The numbers are not falsified. Walt Boyes is not a forger or con-man.
The numbers come from
- PhilipK's observation that the numbers are for the process automation market (only a subset on this forum are in this market), which overlaps, but does is not identical with the Automation Controls market (which more accurately reflects the constituency of this forum)
- the nature of ABB's business - consolidations & company purchases by ABB.
The web site generating the original ranking list has another interesting list, or table of "Missing Companies" at
http://www.controlglobal.com/articles/2005/487.html
The example used (below) actually uses ABBs situation, a company that has purchased many others and inherits with the purchase the collective installed-base(s), as pointed out by AutomaticLeigh (above).
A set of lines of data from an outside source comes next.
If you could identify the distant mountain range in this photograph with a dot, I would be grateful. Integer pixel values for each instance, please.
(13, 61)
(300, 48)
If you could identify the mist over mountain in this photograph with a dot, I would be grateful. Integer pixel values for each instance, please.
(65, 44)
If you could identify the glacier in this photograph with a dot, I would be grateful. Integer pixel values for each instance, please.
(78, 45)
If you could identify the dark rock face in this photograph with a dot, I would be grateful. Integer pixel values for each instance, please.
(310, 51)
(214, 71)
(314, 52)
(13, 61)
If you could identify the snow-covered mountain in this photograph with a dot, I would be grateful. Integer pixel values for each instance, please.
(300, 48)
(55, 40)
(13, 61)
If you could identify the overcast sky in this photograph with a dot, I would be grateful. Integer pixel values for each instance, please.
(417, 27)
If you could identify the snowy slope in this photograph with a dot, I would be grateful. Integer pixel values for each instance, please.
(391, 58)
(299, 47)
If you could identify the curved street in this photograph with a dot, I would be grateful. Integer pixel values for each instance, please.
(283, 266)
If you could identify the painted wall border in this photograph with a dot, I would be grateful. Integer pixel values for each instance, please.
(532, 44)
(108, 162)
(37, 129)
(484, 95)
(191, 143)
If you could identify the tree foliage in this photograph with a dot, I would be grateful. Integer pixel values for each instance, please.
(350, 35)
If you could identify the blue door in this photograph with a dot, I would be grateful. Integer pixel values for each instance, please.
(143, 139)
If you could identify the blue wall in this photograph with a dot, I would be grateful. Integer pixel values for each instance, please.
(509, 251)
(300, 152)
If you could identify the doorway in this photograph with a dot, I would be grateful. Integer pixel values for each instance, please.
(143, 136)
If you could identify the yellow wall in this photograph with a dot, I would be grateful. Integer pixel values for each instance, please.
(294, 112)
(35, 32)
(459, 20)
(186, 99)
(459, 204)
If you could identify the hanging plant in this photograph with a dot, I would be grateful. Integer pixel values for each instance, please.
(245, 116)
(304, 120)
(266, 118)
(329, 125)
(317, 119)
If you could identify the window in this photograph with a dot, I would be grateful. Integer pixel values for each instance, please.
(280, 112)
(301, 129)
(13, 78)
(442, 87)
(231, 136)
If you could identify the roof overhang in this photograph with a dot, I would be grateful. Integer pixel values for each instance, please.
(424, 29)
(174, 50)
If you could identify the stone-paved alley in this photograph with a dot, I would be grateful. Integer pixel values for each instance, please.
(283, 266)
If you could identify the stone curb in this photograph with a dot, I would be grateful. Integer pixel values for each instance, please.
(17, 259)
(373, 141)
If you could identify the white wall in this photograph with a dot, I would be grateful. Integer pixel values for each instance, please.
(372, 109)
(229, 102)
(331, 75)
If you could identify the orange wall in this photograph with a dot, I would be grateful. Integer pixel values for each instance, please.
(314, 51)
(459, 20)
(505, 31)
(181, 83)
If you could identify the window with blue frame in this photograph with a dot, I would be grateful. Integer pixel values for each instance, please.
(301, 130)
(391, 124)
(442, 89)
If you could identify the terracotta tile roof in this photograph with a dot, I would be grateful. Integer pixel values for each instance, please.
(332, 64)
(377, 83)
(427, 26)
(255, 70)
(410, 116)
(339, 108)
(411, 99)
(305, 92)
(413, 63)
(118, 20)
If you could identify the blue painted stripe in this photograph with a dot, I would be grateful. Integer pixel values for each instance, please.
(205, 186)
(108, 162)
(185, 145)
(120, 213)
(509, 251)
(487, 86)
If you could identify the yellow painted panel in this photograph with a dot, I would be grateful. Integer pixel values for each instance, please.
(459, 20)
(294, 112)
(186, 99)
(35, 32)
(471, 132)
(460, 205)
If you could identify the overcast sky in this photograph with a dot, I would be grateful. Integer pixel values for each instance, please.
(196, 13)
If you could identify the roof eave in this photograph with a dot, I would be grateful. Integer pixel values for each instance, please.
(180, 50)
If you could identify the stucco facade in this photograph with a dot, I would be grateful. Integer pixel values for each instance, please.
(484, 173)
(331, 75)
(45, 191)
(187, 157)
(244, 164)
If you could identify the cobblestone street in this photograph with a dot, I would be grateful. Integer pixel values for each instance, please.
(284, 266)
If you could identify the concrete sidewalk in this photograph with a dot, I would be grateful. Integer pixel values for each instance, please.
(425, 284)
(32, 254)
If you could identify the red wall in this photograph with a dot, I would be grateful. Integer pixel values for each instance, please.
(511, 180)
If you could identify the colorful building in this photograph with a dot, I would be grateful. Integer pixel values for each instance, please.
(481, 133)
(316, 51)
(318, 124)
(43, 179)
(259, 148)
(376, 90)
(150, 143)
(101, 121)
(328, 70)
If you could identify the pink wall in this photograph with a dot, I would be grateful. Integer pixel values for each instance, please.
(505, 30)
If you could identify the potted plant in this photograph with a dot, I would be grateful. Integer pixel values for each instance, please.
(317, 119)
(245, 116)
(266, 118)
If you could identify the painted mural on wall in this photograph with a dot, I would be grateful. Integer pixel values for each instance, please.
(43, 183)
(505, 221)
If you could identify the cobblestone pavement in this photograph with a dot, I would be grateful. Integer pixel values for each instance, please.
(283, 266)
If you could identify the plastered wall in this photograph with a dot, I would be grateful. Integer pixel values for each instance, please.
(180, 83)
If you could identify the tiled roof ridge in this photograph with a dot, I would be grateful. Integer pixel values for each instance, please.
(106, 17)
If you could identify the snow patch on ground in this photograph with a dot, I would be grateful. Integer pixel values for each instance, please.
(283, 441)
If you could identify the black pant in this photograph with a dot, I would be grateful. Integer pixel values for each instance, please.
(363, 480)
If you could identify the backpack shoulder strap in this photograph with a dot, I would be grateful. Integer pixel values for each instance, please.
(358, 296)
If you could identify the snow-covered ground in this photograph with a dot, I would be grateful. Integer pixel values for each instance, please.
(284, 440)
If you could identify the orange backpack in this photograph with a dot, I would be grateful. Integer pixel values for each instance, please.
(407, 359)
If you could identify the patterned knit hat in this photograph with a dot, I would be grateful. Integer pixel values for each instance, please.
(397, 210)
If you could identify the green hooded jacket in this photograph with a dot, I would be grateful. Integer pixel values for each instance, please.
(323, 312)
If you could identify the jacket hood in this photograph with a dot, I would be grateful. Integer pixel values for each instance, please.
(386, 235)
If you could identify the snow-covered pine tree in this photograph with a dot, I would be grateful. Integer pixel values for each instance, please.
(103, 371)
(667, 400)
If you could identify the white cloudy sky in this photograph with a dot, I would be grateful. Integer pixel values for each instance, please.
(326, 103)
"For example, the Fischer & Porter Company, a well-known name in 1990, had ceased to exist as a marque in 2002. The company, itself, was purchased by Elsag BV, and merged with Bailey Controls to form Bailey-Fischer-Porter. Later, Elsag sold the combined companies to ABB, who elected to drop both trade names in favor of ABB Process Instrumentation. So, an Instrument Engineer whose company installed Fischer & Porter instrumentation or control systems in the early 1990s may now find it impossible to easily find information, manuals, and source spare parts and service for Fischer & Porter systems. Fischer & Porter, as you will see in the table below, is far from the only example of this problem. The Authors therefore provide this information as a public service to the profession."
When you add up Applied Automation, Bailey, Combustion Engineering, Elsag, Fischer & Porter, Hartmann & Brown, Kent, Taylor, and TBI with Asea Brown Boveri's original base, it does add up.